There are many different ways to promote an event; traditional marketing will suggest having posters hanged up in relevant places and small flyers can be printed and distributed. If you have a list of relevant contacts you can Email them an invitation with the URL of the event you created in Eventbrite. If you have lots of followers on relevant social networks like Facebook or Twitter you can also use those. It is essential that you spend a substantial part of your time and energy promoting the event and you mention it to everybody you know, whether they are part of your target audience or not.
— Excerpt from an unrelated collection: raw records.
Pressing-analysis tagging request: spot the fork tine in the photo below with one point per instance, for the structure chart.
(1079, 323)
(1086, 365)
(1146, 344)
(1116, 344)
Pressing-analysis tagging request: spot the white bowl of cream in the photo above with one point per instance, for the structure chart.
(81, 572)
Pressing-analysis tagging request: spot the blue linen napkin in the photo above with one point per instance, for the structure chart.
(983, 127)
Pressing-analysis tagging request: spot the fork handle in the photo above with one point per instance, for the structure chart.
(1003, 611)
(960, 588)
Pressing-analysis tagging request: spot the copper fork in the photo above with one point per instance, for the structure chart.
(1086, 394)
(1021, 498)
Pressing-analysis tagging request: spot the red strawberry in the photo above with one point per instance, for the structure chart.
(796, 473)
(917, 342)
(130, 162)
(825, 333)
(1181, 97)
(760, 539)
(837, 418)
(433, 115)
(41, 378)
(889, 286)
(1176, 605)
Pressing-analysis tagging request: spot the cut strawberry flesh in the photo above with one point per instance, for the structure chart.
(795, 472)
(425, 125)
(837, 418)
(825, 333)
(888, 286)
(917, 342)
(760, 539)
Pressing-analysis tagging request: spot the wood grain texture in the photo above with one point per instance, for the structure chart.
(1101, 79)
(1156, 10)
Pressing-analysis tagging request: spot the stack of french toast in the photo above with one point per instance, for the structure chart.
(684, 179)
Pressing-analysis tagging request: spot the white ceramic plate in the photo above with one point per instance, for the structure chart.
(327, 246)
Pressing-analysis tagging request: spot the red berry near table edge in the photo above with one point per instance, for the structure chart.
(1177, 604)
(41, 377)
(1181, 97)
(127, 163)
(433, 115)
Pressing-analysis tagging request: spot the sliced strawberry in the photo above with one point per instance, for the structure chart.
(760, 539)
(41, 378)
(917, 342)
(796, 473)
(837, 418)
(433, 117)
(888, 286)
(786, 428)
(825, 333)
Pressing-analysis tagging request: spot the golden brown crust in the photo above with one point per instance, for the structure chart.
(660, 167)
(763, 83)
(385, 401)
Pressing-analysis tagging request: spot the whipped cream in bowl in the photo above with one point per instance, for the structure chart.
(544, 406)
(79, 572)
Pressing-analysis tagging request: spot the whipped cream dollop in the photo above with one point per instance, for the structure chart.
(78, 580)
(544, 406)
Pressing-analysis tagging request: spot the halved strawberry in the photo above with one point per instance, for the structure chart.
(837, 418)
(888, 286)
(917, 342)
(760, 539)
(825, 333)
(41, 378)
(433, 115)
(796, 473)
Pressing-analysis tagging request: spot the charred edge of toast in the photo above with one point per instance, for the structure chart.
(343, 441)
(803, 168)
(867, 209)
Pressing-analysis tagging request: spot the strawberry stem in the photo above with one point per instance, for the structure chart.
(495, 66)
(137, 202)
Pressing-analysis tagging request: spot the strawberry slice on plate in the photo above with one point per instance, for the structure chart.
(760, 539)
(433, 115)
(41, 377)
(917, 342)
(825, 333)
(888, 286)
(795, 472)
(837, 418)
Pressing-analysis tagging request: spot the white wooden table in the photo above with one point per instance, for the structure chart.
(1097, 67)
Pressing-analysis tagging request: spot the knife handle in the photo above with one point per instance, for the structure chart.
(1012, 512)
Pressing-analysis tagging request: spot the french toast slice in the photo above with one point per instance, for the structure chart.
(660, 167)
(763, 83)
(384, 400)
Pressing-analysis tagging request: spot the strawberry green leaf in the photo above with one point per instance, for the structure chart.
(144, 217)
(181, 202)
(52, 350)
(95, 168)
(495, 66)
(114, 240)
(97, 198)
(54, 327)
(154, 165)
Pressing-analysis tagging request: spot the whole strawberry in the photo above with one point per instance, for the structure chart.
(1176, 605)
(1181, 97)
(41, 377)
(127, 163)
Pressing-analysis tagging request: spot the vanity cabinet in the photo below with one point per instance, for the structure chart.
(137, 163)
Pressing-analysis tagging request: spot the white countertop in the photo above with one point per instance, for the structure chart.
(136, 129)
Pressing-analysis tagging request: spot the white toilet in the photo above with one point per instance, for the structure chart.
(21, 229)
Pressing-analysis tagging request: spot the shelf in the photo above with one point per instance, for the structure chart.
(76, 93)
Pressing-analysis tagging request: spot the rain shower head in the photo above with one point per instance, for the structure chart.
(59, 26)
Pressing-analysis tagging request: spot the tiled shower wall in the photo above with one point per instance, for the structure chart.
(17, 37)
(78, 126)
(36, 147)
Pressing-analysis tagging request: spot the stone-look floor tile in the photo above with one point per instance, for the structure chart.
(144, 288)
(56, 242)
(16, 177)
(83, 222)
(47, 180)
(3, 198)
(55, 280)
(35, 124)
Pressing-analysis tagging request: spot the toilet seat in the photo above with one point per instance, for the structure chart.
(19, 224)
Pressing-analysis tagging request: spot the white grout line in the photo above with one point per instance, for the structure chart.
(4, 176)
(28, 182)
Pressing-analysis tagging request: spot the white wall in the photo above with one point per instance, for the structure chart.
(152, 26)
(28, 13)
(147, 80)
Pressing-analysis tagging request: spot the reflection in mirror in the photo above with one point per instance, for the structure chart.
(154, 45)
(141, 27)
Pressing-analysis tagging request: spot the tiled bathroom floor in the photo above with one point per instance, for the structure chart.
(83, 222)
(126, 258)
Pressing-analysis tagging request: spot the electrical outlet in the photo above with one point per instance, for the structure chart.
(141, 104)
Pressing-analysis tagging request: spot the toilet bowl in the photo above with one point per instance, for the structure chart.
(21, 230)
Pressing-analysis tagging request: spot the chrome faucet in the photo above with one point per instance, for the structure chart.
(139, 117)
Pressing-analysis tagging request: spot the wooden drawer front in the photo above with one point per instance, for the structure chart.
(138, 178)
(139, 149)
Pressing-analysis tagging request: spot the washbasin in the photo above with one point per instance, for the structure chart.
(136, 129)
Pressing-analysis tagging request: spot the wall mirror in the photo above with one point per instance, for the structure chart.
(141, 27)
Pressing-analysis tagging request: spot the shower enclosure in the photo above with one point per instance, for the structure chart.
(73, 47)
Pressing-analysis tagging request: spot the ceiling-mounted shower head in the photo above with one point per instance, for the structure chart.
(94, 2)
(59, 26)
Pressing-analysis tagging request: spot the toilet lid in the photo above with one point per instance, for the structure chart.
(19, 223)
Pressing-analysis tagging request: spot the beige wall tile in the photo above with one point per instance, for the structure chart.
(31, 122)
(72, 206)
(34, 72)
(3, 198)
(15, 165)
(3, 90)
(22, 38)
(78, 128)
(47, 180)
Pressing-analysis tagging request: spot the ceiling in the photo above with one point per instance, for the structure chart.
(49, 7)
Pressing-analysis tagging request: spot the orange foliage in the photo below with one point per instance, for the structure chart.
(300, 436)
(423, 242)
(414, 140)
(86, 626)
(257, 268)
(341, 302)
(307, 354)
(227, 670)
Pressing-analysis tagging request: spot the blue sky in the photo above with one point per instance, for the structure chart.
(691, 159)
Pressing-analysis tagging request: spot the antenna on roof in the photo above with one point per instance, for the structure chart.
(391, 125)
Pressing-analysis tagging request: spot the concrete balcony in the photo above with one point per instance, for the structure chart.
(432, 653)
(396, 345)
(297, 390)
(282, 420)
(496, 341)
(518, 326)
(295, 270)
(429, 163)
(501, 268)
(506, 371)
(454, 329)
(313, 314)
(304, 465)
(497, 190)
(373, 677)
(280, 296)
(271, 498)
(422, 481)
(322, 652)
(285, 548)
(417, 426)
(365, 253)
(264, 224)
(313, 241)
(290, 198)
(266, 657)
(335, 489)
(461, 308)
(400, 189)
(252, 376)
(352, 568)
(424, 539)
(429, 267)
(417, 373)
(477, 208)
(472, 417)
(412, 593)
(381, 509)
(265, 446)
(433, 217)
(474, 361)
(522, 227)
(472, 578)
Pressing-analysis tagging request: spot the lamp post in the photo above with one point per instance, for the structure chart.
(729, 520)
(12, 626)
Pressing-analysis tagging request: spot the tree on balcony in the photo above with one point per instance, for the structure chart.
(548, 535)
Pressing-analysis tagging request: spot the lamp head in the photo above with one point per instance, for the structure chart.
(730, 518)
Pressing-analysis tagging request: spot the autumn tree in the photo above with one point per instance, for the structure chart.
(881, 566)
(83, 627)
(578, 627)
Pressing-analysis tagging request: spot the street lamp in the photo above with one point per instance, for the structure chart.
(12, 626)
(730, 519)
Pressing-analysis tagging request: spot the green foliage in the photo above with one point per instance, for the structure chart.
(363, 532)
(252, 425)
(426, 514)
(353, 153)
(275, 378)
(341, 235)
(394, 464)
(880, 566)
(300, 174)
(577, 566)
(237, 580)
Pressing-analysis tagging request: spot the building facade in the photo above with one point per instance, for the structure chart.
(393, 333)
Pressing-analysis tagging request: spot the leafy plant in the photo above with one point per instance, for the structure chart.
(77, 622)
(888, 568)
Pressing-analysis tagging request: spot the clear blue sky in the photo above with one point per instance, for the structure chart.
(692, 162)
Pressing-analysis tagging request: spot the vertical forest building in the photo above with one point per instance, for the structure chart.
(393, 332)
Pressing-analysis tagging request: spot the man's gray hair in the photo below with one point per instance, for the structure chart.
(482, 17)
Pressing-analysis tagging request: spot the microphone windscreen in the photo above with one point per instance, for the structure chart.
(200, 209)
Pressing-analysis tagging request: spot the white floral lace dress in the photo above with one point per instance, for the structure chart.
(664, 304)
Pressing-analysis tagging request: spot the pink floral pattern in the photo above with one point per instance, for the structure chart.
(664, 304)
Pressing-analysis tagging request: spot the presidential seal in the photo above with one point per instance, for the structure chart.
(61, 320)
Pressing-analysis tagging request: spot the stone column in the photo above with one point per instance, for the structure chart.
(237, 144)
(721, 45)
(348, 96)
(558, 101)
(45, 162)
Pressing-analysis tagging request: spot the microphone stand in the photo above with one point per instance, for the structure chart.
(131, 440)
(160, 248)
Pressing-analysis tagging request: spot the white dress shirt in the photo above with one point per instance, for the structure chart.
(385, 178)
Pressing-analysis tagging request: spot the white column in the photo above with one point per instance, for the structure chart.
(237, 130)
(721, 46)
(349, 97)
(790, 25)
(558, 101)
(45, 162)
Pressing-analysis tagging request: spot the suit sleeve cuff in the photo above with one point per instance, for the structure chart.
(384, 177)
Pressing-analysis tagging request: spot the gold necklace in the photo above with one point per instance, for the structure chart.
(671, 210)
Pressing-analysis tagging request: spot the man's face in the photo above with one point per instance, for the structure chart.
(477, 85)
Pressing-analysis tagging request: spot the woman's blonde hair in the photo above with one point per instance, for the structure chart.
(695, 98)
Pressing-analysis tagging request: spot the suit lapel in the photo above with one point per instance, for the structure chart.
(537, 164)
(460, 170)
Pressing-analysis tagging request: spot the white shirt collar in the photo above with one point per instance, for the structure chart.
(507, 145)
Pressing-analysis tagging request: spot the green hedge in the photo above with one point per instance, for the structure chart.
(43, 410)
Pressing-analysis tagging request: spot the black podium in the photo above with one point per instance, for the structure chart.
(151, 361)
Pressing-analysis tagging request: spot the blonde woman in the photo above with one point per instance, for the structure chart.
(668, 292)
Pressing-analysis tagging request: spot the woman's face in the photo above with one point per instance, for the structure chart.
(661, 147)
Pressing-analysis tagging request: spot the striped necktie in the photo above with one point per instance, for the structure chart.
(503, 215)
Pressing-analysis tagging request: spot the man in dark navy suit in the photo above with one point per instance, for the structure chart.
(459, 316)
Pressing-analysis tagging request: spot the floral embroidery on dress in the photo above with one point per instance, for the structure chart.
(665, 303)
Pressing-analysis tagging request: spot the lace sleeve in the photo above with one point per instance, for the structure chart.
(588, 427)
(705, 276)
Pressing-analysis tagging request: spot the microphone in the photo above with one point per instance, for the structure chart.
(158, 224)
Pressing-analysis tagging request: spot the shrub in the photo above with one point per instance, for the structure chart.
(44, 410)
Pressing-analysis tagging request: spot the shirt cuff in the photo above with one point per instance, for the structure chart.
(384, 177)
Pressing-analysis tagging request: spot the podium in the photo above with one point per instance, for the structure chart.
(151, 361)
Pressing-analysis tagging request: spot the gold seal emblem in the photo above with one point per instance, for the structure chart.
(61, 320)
Minimum attendance and cut out date
As I mentioned in the opening paragraph having an audience is essential for your event to work. You might have done everything correctly in order to prepare the event but you realise that there are just 3 people out of 20 expected (or 15 out of 50) a few days before the event. In my opinion is best to cancel the event and refund the money (Eventbrite will issue full refunds without even charging their commission) rather than having a much undersubscribed event. Your decision should be taken before
Delivering the event
I have to trust you know what you are talking about if you decide to organise a speaking gig. Please make sure to be at the venue quite a few minutes earlier to setup and be ready; early birds always happen at every event and it could be quite disappointing for them to find out they are there before you. Another important thing is to make sure you finish exactly on time so that people with tight time constraints or relying on public transport can leave without feeling that they are missing out. At the same time remember to have enough time to hang around as several people might want to ask you something which they preferred not to share with others in the Q&A section.
Make sure you carry several spare pens and notebooks as many people forget that taking notes could be useful.
Event’s exclusive offer
Your own event offers a unique opportunity of speaking to people who are interested in you and in the topic you are discussing. Once you have their attention it makes sense to offer them something extra which could be sold at a promotional price. This would usually apply to other workshop or one-to-one work.
While people are at your event they have very clear in mind what just happened. Take this opportunity to distribute a short questionnaire that can collect key information about how the whole experience was for them. You can always do this later but the success rate, both in terms of number of people replying and the quality of their content, will be lower.
A few days after the event send a message where you thank your audience. This will keep the conversation alive while it might give you an extra opportunity for those people who did not take the opportunity to buy extra services from you at the end of the event.